(par Lu' Directrice)(Thème : MĂ©lilĂ©mots (mots de l'espace))
L’agitation autour de moi m’étouffe. Toutes ces personnes qui crient, qui rient, qui bougent, raclent leurs chaises, posent leurs verres avec force, toute cette vie me hérisse. Je n’ai aucune envie d’être ici, dans ce joyeux désordre qui ne m’a jamais attiré, mais ce sont les ordres. Assis, seul à ma table, je ne peux que subir. Adria ne devrait pas être très loin, mais je ne la vois pas. J’ai beau fouiller la pièce des yeux, impossible de repérer sa longue crinière noir ou ses yeux glacés.
Une tâche rousse près du comptoir accroche mon regard. Deux personnes semblent graviter autour d’elle, deux femmes, mais elle ne parait pas y faire attention. Elle esquisse un sourire distrait, mais elle n’est pas vraiment là . La blonde qui ne cesse de lui parler a quelque chose de lumineux, de solaire, elle dégage une aura qui attire les gens comme une planète le fait avec ses satellites. Pourtant, ce n’est pas elle qui retient mon attention, mais bien la rousse au nez plongé dans son verre.
Je l’aperçois à peine, elle m’intrigue. C’est la seule personne de la pièce qui ne semble pas à l’aise d’être ici. Elle détonne, comme une comète au milieu d’un ciel sans étoiles, une lumière au milieu du néant. Je ne vois qu’elle. Elle n’a pas le charisme de la femme qui l’accompagne, mais elle sort de la masse.
Je trépigne sur mon siège. Mon regard a beau errer sporadiquement dans la salle, aucune trace d’Adria. Pourtant, Elric ne se trompe jamais. L’avantage d’être un dieu, j’imagine. Il n’est pas omniscient, mais ses pouvoirs sont… Presque illimités. Il serait capable de me mettre en orbite si je ne reste pas sagement dans ce bar à la recherche de la traîtresse. Pourtant, toute ma concentration s’est envolée. Je reviens invariablement vers elle.
Avec une lenteur infinie, elle continue à boire son verre. Elle se force, c’est évident, mais ses compagnes ne semblent pas s’en apercevoir. Soudain, la blonde la serre dans ses bras. Ses joues rougissent sous l’effet des mots qu’elle lui murmure à l’oreille. À peine l’a-t-elle lâchée qu’elle se propulse hors de sa chaise. À cet instant, elle se tourne vers moi.

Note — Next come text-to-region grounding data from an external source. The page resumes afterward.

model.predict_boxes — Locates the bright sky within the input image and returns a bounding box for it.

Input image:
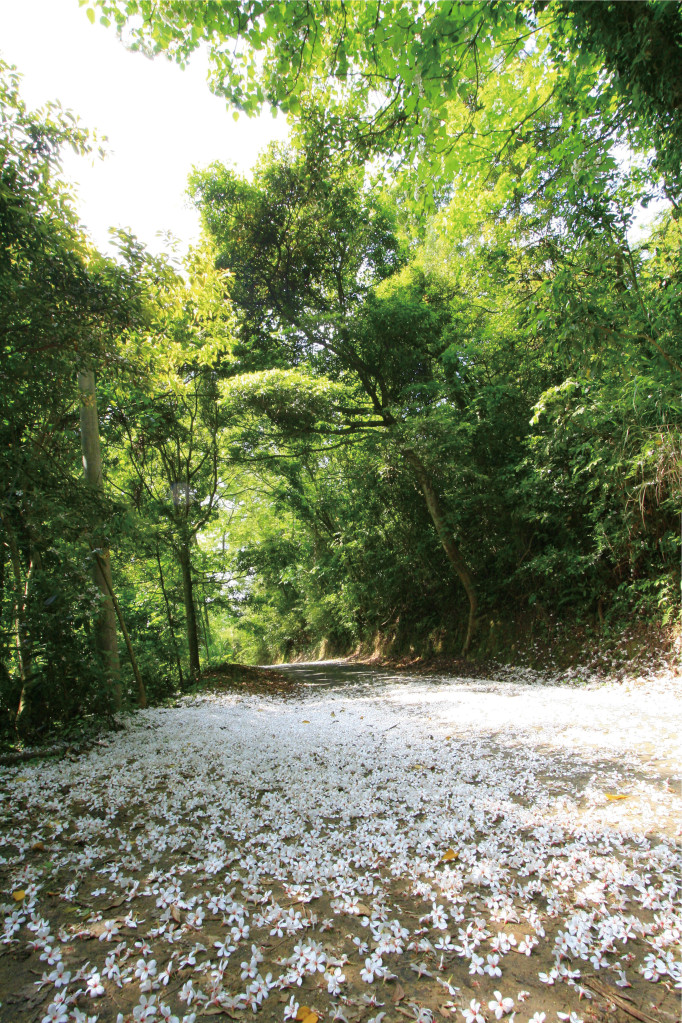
[0,0,288,257]
[0,0,666,258]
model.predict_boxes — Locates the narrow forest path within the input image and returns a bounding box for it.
[0,662,680,1023]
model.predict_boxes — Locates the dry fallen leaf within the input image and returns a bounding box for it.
[170,905,182,923]
[441,848,458,863]
[296,1008,319,1023]
[392,983,405,1004]
[12,890,26,902]
[104,895,126,910]
[31,841,45,852]
[302,720,310,724]
[605,794,628,801]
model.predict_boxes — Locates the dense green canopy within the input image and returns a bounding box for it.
[88,0,682,198]
[1,2,681,735]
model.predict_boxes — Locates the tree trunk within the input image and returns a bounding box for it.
[0,533,9,696]
[155,544,185,689]
[93,551,147,708]
[78,369,122,710]
[3,518,31,724]
[201,593,212,663]
[14,547,40,729]
[178,540,201,680]
[3,513,46,731]
[401,447,478,656]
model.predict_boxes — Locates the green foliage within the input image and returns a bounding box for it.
[546,1,682,196]
[4,0,682,705]
[90,0,682,213]
[0,61,124,735]
[184,130,681,660]
[0,538,111,737]
[0,65,231,735]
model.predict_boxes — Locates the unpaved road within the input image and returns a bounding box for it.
[271,660,682,834]
[0,660,679,1023]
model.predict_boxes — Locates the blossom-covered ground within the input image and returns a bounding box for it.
[0,661,680,1023]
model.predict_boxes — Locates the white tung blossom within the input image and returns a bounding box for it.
[1,661,680,1023]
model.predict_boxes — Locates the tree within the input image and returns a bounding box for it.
[192,149,483,652]
[78,367,123,708]
[545,1,682,199]
[115,376,225,679]
[109,248,239,680]
[0,62,156,730]
[88,0,682,203]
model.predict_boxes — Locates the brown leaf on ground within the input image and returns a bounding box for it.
[392,982,405,1003]
[104,895,127,909]
[295,1007,319,1023]
[395,1007,416,1019]
[199,663,301,697]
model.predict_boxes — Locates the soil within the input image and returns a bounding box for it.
[0,660,679,1023]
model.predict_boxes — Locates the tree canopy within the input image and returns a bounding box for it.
[87,0,682,201]
[1,2,681,736]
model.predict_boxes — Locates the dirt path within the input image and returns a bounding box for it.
[0,661,680,1023]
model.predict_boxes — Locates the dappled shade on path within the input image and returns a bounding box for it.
[0,662,679,1023]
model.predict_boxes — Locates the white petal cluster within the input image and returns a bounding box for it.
[0,661,680,1023]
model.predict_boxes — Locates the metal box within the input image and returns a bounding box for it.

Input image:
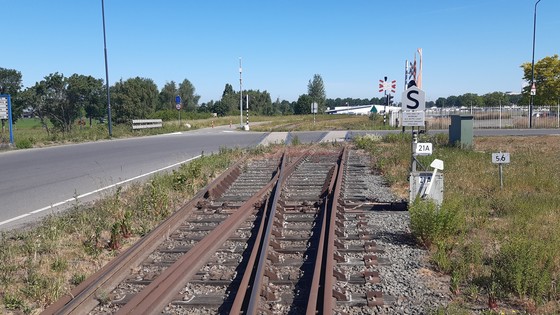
[409,171,444,205]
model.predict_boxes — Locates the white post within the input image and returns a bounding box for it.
[239,57,243,128]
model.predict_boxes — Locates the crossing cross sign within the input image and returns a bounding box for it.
[401,86,426,111]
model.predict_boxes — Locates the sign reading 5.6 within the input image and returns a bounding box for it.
[492,152,510,164]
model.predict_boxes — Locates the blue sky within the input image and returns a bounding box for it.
[2,0,559,103]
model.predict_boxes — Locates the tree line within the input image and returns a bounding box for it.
[1,54,558,133]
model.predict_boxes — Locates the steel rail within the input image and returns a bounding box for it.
[322,146,347,314]
[115,153,292,315]
[41,158,248,315]
[232,151,308,314]
[305,163,339,313]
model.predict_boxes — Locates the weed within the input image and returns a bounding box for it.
[108,222,122,250]
[50,257,68,273]
[70,273,86,286]
[408,199,460,248]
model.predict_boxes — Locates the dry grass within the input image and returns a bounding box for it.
[356,134,560,314]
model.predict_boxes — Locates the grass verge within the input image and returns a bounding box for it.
[355,133,560,314]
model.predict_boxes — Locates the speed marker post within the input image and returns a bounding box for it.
[492,152,510,189]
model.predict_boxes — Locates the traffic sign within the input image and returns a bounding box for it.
[311,102,318,114]
[530,83,536,96]
[176,103,181,110]
[415,142,433,156]
[379,79,396,93]
[492,152,510,164]
[401,86,426,111]
[402,111,425,127]
[175,95,181,104]
[0,97,8,120]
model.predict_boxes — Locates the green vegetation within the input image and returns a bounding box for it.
[0,146,255,313]
[355,134,560,313]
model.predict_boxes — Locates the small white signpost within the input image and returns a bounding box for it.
[415,142,433,156]
[492,152,510,189]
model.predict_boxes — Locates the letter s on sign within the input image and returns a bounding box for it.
[406,90,420,110]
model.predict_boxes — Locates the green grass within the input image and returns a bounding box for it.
[0,146,259,313]
[355,133,560,313]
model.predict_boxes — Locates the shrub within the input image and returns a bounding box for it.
[15,138,33,149]
[493,237,555,304]
[409,199,460,248]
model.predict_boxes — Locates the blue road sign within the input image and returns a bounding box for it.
[175,95,181,104]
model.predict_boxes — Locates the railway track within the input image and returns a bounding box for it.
[43,145,400,315]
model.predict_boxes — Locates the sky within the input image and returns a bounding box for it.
[2,0,559,103]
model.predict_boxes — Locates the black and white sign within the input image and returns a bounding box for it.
[415,142,433,156]
[402,111,425,126]
[0,97,8,120]
[401,86,426,111]
[492,152,510,164]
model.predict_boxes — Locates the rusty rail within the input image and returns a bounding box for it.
[42,158,248,315]
[113,151,309,315]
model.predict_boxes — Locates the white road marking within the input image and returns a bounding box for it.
[0,155,202,227]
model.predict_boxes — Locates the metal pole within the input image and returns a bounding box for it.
[246,94,249,128]
[101,0,112,137]
[239,57,243,128]
[529,0,542,129]
[499,164,503,189]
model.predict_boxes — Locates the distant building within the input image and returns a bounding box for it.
[325,104,401,115]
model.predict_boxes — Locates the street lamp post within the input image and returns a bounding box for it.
[101,0,113,137]
[529,0,542,129]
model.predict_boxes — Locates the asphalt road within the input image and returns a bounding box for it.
[1,126,559,231]
[0,127,266,230]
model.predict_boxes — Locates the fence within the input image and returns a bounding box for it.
[132,119,163,130]
[392,105,560,129]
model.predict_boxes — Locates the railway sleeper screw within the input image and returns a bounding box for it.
[332,288,351,302]
[334,251,346,263]
[364,241,377,252]
[334,239,346,249]
[364,271,381,283]
[333,268,348,281]
[364,255,378,267]
[366,291,384,307]
[335,228,346,238]
[271,228,283,237]
[264,267,280,281]
[335,219,344,229]
[268,251,280,263]
[357,221,368,228]
[264,287,280,302]
[269,239,281,250]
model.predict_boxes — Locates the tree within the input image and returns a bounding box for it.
[42,72,79,133]
[66,74,104,126]
[0,67,22,96]
[457,93,483,108]
[158,81,178,111]
[220,83,239,115]
[482,92,509,107]
[308,74,326,113]
[521,55,560,106]
[111,77,159,123]
[294,94,312,115]
[0,67,23,124]
[178,79,200,113]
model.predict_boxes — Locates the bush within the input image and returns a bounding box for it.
[493,237,556,303]
[15,138,33,149]
[409,199,460,248]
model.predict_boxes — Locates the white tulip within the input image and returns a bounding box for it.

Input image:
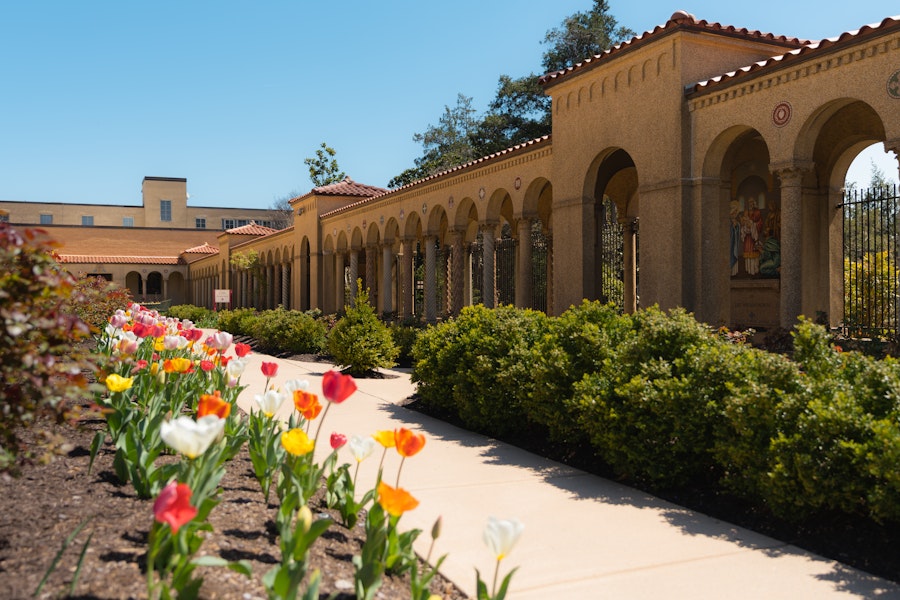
[282,379,310,394]
[483,517,524,561]
[160,415,225,459]
[255,389,286,417]
[226,358,247,379]
[348,435,377,462]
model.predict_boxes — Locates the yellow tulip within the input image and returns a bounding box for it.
[105,373,134,393]
[281,428,315,456]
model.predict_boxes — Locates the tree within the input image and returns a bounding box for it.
[267,192,299,230]
[541,0,635,73]
[389,2,634,188]
[304,143,346,187]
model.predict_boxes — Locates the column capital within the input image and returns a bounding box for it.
[769,160,815,182]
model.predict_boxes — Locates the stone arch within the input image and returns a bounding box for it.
[583,148,640,310]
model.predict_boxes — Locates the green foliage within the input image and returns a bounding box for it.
[389,322,423,367]
[304,142,346,187]
[250,307,327,355]
[0,225,97,472]
[167,304,216,327]
[216,308,259,337]
[412,304,549,437]
[326,282,398,376]
[541,0,635,72]
[65,276,132,332]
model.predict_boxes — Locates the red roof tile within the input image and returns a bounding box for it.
[686,15,900,95]
[320,136,552,218]
[225,221,278,236]
[59,255,183,265]
[312,177,388,197]
[183,242,220,254]
[539,11,807,89]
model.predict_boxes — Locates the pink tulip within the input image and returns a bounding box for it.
[330,432,348,450]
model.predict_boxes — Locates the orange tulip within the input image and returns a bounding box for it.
[163,357,192,374]
[197,391,231,419]
[377,481,419,517]
[394,428,426,457]
[293,390,323,421]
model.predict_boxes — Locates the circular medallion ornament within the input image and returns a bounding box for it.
[448,196,454,208]
[514,177,521,190]
[772,101,792,127]
[362,219,367,229]
[478,187,486,200]
[422,203,427,214]
[888,69,900,99]
[399,209,405,219]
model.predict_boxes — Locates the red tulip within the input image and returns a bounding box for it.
[199,360,215,372]
[261,362,278,378]
[234,342,251,357]
[395,428,426,457]
[153,482,197,533]
[330,432,348,450]
[322,370,356,404]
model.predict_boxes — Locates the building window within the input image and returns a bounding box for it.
[0,213,8,223]
[123,216,134,227]
[160,200,172,222]
[40,214,53,225]
[222,218,250,230]
[195,217,206,229]
[82,215,94,227]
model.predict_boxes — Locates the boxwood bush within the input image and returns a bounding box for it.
[326,282,398,376]
[215,307,258,337]
[250,307,326,355]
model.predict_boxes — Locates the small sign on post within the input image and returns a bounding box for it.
[213,289,231,311]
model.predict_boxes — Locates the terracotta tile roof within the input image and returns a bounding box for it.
[686,15,900,95]
[182,242,220,254]
[320,135,552,218]
[539,10,807,89]
[58,255,183,265]
[312,177,388,197]
[225,221,278,236]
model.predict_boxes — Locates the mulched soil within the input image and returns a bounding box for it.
[0,411,467,600]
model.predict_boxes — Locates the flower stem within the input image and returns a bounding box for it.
[492,558,500,598]
[396,456,406,487]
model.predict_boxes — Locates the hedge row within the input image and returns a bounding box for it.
[411,301,900,523]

Le temps s’arrête, suspendu dans le vide, en apesanteur, alors que nos regards se croisent sans qu’elle s’attarde sur moi. J’ai juste le temps d’apercevoir ses pupilles rouge, signe distinctif des envoûteurs, ainsi que la constellation de tâches de rousseur qui parcourent ses joues. Elle part comme une fusée vers la sortie, me laissant hébété. Le temps reprend son cours. Une partie de moi voudrait la suivre, savoir qui elle est. Mais je ne peux pas. Pas si je veux un jour en terminer avec ce stupide contrat. Alors je reste là , morose, espérant désespérément qu’elle reviendra.
Toujours aucun signe de la crinière noire que je cherche.